Privacy-Preserving Data Analysis Workflow

March 17, 2026 · View on GitHub

sequenceDiagram
    participant DS as Data Scientist
    participant INB as DO Inbox
    participant OUT as DO Outbox
    participant SB as DO Syftbox
    participant DO as Data Owner

    Note over DS,DO: 1. Peer Request
    DS->>INB: add_peer("do@org.com")
    DO->>INB: approve_peer_request("ds@org.com")

    Note over DO,SB: 2. Dataset Publication
    DO->>SB: create_dataset(mock, private)
    DO->>OUT: Mock data + metadata
    DS->>OUT: sync() — pull mock data

    Note over DS: 3. Explore & Develop
    DS->>DS: Test analysis on mock data

    Note over DS,INB: 4. Job Submission
    DS->>INB: submit_python_job(code)

    Note over DO: 5. Review & Execute
    DO->>INB: sync() — receive job
    DO->>DO: Approve (or reject) & run job

    Note over DO,OUT: 6. Publish Results
    DO->>OUT: Write results to outbox

    Note over DS,OUT: 7. Retrieve Results
    DS->>OUT: sync() — pull results
    DS->>DS: Read results

Workflow Steps

Peer Request: The Data Scientist requests access to the Data Owner's datasite.
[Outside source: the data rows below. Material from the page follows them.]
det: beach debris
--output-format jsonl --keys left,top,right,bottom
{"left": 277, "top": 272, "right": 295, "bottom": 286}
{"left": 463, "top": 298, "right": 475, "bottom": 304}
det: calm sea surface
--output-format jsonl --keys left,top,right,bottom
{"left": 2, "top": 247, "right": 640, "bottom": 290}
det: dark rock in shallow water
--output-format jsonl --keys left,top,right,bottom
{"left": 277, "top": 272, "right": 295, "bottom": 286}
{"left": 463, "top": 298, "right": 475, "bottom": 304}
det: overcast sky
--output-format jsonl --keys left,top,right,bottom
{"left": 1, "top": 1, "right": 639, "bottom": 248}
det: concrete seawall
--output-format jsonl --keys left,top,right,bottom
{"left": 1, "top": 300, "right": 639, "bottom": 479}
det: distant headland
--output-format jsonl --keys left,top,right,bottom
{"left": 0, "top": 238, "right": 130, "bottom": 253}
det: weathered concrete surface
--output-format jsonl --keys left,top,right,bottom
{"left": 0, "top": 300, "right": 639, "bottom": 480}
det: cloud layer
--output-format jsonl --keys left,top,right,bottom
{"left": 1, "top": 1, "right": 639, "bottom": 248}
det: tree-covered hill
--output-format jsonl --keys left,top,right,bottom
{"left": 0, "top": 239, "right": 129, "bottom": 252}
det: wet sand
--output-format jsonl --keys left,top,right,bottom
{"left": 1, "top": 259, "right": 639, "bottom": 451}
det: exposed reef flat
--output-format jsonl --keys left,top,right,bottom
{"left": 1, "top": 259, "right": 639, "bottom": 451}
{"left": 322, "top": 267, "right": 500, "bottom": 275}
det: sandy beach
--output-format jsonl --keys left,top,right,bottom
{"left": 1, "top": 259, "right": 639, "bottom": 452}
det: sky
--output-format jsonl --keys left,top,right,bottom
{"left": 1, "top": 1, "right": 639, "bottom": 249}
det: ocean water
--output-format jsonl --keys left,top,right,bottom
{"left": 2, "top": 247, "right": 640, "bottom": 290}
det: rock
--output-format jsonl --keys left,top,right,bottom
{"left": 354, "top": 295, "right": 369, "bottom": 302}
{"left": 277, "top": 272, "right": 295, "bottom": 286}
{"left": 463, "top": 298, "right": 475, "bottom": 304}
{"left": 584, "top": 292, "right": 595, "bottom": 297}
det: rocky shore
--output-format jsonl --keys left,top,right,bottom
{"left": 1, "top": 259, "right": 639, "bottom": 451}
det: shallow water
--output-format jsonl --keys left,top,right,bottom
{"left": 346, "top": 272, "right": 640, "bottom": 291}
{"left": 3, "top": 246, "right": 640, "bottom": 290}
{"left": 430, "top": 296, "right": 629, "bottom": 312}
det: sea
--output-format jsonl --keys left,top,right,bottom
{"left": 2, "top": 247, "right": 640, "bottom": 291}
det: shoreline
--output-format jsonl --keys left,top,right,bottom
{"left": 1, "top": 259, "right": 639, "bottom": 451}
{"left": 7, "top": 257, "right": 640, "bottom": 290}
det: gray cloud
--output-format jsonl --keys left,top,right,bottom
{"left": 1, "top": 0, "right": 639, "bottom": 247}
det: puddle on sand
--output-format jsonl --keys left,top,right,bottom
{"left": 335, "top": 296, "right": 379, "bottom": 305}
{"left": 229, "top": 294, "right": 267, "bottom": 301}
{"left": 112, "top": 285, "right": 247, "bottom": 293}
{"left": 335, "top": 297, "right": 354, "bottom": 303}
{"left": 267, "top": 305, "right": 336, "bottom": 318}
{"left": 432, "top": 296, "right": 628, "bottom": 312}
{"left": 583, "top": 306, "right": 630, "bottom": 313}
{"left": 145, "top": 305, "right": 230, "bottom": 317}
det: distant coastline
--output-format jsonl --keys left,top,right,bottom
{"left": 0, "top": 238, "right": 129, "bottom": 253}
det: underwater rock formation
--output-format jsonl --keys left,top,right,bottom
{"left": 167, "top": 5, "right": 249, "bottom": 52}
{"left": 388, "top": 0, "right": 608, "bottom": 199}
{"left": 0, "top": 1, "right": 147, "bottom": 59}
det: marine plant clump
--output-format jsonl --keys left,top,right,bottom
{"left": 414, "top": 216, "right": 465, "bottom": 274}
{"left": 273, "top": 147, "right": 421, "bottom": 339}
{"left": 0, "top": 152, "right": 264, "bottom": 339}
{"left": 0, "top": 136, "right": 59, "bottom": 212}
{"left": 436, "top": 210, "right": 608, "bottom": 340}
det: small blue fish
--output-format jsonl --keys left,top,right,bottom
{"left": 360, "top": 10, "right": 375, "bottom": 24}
The Data Owner reviews and approves the request.
Dataset Publication: The Data Owner publishes a dataset with both mock (public) and private components. Mock data is placed in the outbox for Data Scientists to pull.
Explore & Develop: The Data Scientist downloads the mock data to explore the structure and test their analysis code locally.
Job Submission: The Data Scientist submits analysis code via the Data Owner's inbox.
Review & Execute: The Data Owner syncs to receive the job, reviews the code, and approves (or rejects) and runs it on private data.
Publish Results: The Data Owner writes job outputs to the outbox for the Data Scientist to pull.
Retrieve Results: The Data Scientist syncs to pull the results.